A afirmação foi extrapolada para uma lei bem mais geral, que ficou conhecida como Lei de Goodhart: quando um indicador social ou econômico adquire status de meta de política econômica, ele deixa de ser uma boa mensuração.
Na mesma linha, o cientista social Donald Campbel abordou os problemas das metas de programas sociais, afirmando que, quanto mais um indicador social quantitativo é usado para a tomada de decisões (como vincular o pagamento de professores às notas dos alunos em um teste nacional), mais sujeito ele está a ser corrompido e, com isso, mais facilmente irá distorcer e corromper os processos sociais que deveria monitorar (os professores passam a ensinar apenas como passar no teste, mas o nível real de aprendizado não se altera).
Em resumo, a lei de Campbel diz que, em políticas públicas, as metas podem levar à tortura de indicadores, os quais deixam então de ser um bom indicador social.
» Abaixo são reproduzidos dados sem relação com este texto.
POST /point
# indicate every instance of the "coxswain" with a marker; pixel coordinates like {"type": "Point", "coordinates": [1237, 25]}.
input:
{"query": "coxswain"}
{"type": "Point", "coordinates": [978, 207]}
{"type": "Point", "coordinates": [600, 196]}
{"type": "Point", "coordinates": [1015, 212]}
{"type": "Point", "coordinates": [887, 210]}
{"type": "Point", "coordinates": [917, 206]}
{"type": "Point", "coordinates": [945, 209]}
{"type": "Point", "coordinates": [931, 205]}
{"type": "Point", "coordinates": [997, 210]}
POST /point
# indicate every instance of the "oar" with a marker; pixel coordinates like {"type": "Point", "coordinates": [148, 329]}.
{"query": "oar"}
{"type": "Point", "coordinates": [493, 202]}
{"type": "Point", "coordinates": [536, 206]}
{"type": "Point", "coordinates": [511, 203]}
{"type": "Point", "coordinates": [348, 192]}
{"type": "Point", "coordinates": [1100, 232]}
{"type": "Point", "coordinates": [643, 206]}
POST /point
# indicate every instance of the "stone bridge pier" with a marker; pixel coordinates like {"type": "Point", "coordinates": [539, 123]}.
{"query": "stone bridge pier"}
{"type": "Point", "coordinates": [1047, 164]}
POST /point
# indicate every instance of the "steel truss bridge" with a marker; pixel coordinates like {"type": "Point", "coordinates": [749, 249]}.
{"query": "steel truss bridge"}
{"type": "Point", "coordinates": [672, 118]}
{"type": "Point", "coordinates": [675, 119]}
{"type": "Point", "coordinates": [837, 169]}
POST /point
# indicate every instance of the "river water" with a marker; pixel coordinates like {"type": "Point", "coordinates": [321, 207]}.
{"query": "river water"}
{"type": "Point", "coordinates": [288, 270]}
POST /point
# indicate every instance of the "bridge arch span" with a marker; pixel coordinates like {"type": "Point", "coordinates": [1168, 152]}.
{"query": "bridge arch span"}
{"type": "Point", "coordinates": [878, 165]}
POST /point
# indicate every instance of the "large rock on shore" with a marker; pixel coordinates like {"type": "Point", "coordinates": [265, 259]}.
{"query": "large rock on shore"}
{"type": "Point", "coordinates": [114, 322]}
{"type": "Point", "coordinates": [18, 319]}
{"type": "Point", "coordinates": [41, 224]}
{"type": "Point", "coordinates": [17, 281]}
Algo como diminuir o limite inferior da renda para que uma pessoa seja considerada classe média, de forma que a diminuição da pobreza pareça maior.
No mundo das finanças públicas existem diversas metas que devem ser cumpridas pelos governos municipais, estaduais e federal. Grande parte delas foi instituída pela Lei de Responsabilidade Fiscal, a Lei Complementar n° 101 de 2000.
Uma meta importante da LRF é a do gasto com pessoal — não mais do que 60% da receita corrente líquida do governo pode ser gasta com o pagamento de funcionários do governo. Se passar disso, o governo deve tomar medidas politicamente drásticas, como a demissão de servidores públicos.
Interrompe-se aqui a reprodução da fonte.